The researchers used data from the Aarhus Birth Cohort to analyse the pregnancies and outcomes of over 20,000 women from 1989 to 2006. They looked at the womens' age, education, smoking and drinking habits, and the time taken for them to become pregnant. The rate of stillbirths among those who had IVF or ICSI was found to be 16.2 per 1,000, compared to 3.7 per 1,000 for those who became pregnant naturally within one year, and 5.4 per 1,000 for those who took longer than a year. The still birth rate was lowest for those who received hormone treatment to stimulate egg production, at 2.3 per 1000.

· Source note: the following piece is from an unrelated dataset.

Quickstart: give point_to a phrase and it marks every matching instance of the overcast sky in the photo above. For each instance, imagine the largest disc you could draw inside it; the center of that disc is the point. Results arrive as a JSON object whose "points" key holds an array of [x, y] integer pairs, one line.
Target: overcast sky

However, Swedish research, published earlier this month, found no such link between IVF/ICSI and risk of stillbirth. Professor Karl Nygren and his team at the IVF and Fertility Clinic in Sofiahammet Hospital, Stockholm, conducted a similar, larger study of more than 27,000 women who gave birth following fertility treatment during a 25-year period. They found that the stillbirth rate among this group did not significantly differ from the general population. 'I don't know why the two studies should have such different findings, but couples should be reassured that the risk of stillbirths is low', said Professor Nygren. Dr Wisborg added: 'the results from the Swedish study and from our study should be interpreted with caution'.